26. A method of assessing the level of effectiveness of a peptide in selectively killing malignant, transformed, or neoplastic cells, the method comprising: contacting malignant, transformed or neoplastic cells in vitro with a peptide of claim 11, or an analog or derivative thereof, and assessing the level of effectiveness of the peptide based on the ratio or percentage of dead cells compared to live cells and its effect on the growth of untransformed cells in culture.

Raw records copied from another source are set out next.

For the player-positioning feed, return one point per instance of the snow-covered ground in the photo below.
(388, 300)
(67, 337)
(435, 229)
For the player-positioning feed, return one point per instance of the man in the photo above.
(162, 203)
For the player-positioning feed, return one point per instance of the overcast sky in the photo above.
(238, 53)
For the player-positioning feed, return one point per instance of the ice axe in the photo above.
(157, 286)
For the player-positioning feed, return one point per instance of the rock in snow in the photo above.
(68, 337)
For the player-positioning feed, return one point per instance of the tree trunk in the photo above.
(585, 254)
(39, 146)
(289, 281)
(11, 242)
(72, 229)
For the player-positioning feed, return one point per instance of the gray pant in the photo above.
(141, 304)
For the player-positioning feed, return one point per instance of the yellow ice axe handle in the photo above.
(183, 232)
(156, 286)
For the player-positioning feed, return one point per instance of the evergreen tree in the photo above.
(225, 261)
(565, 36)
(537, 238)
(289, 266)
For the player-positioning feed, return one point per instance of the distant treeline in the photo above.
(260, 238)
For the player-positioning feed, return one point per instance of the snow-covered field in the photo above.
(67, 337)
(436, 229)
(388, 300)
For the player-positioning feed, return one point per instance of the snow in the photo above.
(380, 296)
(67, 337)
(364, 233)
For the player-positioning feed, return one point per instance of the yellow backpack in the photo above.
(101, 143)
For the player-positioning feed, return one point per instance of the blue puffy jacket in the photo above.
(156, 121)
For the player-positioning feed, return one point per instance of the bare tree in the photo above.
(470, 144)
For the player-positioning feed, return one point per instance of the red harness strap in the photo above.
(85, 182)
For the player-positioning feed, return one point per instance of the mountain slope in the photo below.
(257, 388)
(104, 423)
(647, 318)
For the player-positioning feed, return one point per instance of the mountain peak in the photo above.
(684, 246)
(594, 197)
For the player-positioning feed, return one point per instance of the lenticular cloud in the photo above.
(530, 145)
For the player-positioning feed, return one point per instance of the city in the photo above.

27. A method of assessing the level of effectiveness of a peptide in selectively killing malignant, transformed, or neoplastic cells, the method comprising: contacting malignant, transformed or neoplastic cells in vitro with a peptide of claim 12, or an analog or derivative thereof, and assessing the level of effectiveness of the peptide based on the ratio or percentage of dead cells compared to live cells and its effect on the growth of untransformed cells in culture.

28. A method of assessing the level of effectiveness of a peptide in selectively killing malignant, transformed, or neoplastic cells, the method comprising: contacting malignant, transformed or neoplastic cells in vitro with a peptide of claim 13, or an analog or derivative thereof, and assessing the level of effectiveness of the peptide based on the ratio or percentage of dead cells compared to live cells and its effect on the growth of untransformed cells in culture.